Hoofdstuk 2 Bestemmingsregels

Artikel 3 Huisvesting

3.1 Specifieke gebruiksregels

Aan de regels van de bestemmingsplannen en beheersverordeningen als bedoeld in artikel 2.1 wordt, daar waar de bestemmingsomschrijving c.q. doeleindenomschrijving van een bestemming binnen de betreffende plannen de functie 'wonen' toelaat, het navolgende sublid toegevoegd:

3.1.1 Woningsplitsing en anderszins toevoegen van woningen
  • a. Woningsplitsing is niet toegestaan;
  • b. In afwijking van het bepaalde onder a, is woningsplitsing ter plaatse van de aanduiding 'overige zone - centrum Geldrop' en 'overige zone - centrum Mierlo' toegestaan, met dien verstande dat:
    • 1. op grond van het tevens van toepassing zijnde bestemmingsplan of beheersverordening als bedoeld in artikel 2 is het splitsen niet uitgesloten op de betreffende locatie;
    • 2. een maximum aantal van 9 woningen per pand is toegestaan;
    • 3. er sprake is van voldoende parkeergelegenheid, zoals bedoeld in lid 1.14;
    • 4. een woning uit minimaal 2 kamers bestaat;
    • 5. een woning over eigen sanitaire voorzieningen dient te beschikken;
    • 6. de minimale netto woonoppervlakte van een woning 55 m² bedraagt.
3.2 Afwijken van de gebruiksregels

Aan de regels van de bestemmingsplannen en beheersverordeningen als bedoeld in artikel 2.1 worden, daar waar de bestemmingsomschrijving c.q. doeleindenomschrijving van een bestemming binnen de betreffende plannen de functie 'wonen' toelaat, de navolgende subleden toegevoegd:

3.2.1 Woningsplitsing

Het bevoegd gezag kan door middel van een omgevingsvergunning afwijken van het bepaalde in lid 3.1.1 en woningsplitsing toestaan, mits wordt voldaan aan de volgende voorwaarden:

  • a. het pand ligt binnen de bebouwde kom;
  • b. op grond van het tevens van toepassing zijnde bestemmingsplan of beheersverordening als bedoeld in artikel 2 is het splitsen danwel anderszins toevoegen van woningen niet uitgesloten in het betreffende pand;
  • c. aangetoond is dat de extra woning(en) past/passen binnen de gemeentelijke woningbouwprogrammering, met dien verstande dat het maximum 9 woningen per pand betreft;
  • d. er mag geen zodanige verkeersaantrekkende werking optreden dat deze leidt of kan leiden tot een nadelige beïnvloeding van het verkeer;
  • e. aangetoond is dat er voldoende parkeergelegenheid, als bedoeld in lid 1.14, op eigen terrein is, dan wel dat het gebruik niet leidt of kan leiden tot een onevenredige parkeerdruk op de openbare ruimte;
  • f. er ontstaat geen onevenredige aantasting van in het geding zijnde belangen waaronder die van omwonenden en nabijgelegen bedrijven;
  • g. aangetoond is dat er sprake is van een verantwoord woon- en leefklimaat;
  • h. een woning uit minimaal 2 kamers bestaat;
  • i. een woning over eigen sanitaire voorzieningen dient te beschikken;
  • j. de minimale netto woonoppervlakte van een woning bedraagt 55 m².
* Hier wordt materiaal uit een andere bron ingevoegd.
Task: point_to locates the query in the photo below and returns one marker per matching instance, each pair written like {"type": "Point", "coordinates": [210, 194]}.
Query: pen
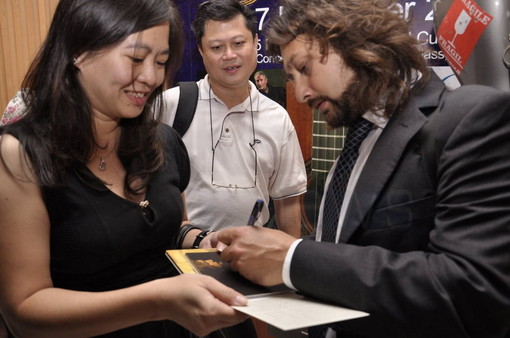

3.2.2 Kamergewijze verhuur

Het bevoegd gezag kan door middel van een omgevingsvergunning afwijken van het bepaalde in lid 1.11 en 1.16 en kamergewijze verhuur aan méér dan 2 personen toestaan, mits wordt voldaan aan de volgende voorwaarden:

  • a. het huishouden van de verhuurder blijft ter plaatse woonachtig, danwel verzekerd is dat een beheerder al dan niet op afstand toezicht houdt op de woonsituatie;
  • b. de in de woningen beschikbare gebruiksoppervlakte dient minimaal 12 m² per persoon te zijn;
  • c. er mag geen zodanige verkeersaantrekkende werking optreden dat deze leidt of kan leiden tot een nadelige beïnvloeding van het verkeer;
  • d. aangetoond is dat er voldoende parkeergelegenheid, als bedoeld in lid 1.14, op eigen terrein is, dan wel dat het gebruik niet leidt of kan leiden tot een onevenredige parkeerdruk op de openbare ruimte;
  • e. er ontstaat geen onevenredige aantasting van in het geding zijnde belangen waaronder die van omwonenden en nabijgelegen bedrijven;
  • f. aangetoond is dat er sprake is van een verantwoord woon- en leefklimaat;
  • g. in een straat wordt slechts aan één kant tussen twee zijstraten èn binnen een straal van 50 meter voor niet meer dan één pand een omgevingsvergunning verleend voor kamergewijze verhuur;
  • h. tussen twee panden met kamergewijze verhuur moeten minstens twee woningen of panden met een andere functie aanwezig zijn.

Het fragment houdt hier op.